Using Striped Roses in the garden

Each of the striped varieties will easily mingle with one or two coloured varieties of the same type and this is especially true of hybrid teas.

‘Chaim Soutine’ rose

While varieties like ‘Chaim Soutine’ (above) and ‘Avant Garde’ have strong contrasting stripes that stand out, those that blend in more easily are ‘Red Intuition’, ‘Paul Gauguin’, ‘Paul Cezanne’, ‘SOS’ and ‘Edgar Degas’.

Plant them in groups and play with heights by creating corners or beds with spires at the back, hybrid teas in front and floribundas and minis as a border.

‘Rainbow Nation’ rose

Of the floribundas, ‘Rainbow Nation’ (above) is an equal partner to Iceberg being vigorous and showy.  The miniatures ‘Fall Festival’ and ‘Maverick’ produce candelabras with superb specimen blooms, which are extremely showy, and the striping can be seen from afar.
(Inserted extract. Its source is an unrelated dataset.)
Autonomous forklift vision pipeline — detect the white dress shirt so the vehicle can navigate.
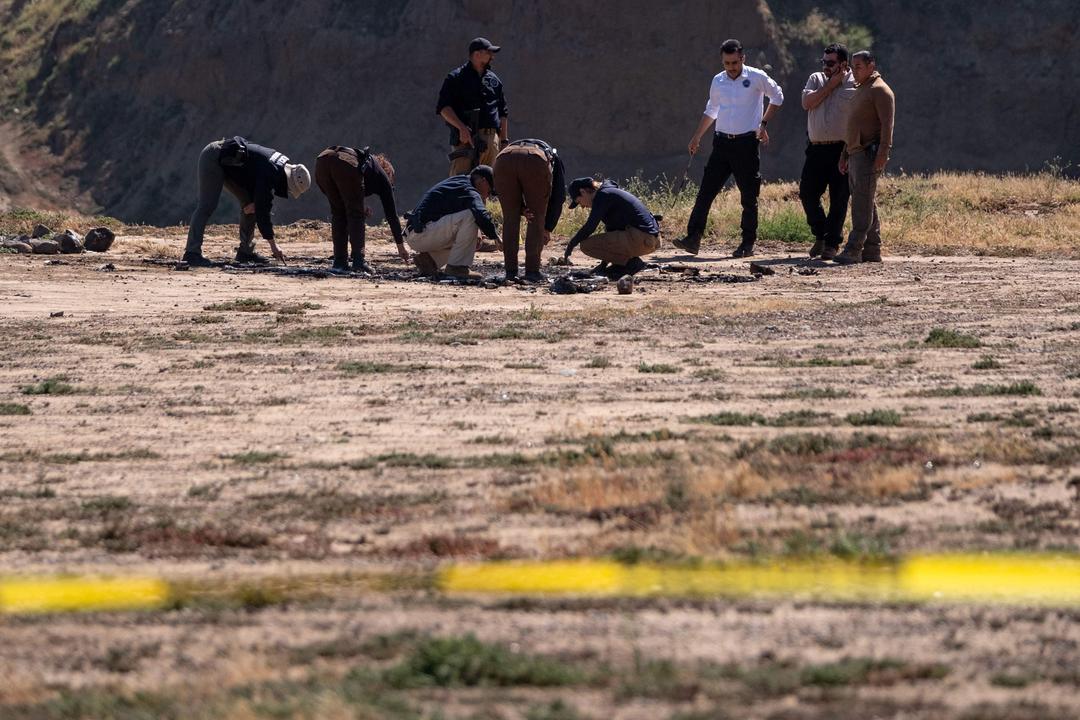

‘Fall Festival’ also looks good in a container, as do ‘Paul Gauguin’, ‘Rainbow Nation’, and ‘Artista’ because of their eye catching colours and overhanging growth pattern.

Did you know … that most striped roses initially available in South Africa were from the French rose breeder Henri Delbard, who first saw striped roses in 1986, while walking through trial rose gardens in California. Later, at an exhibition of Impressionist painters in Paris, her saw the link between the paintings, their colours and the roses that had seduced him in California.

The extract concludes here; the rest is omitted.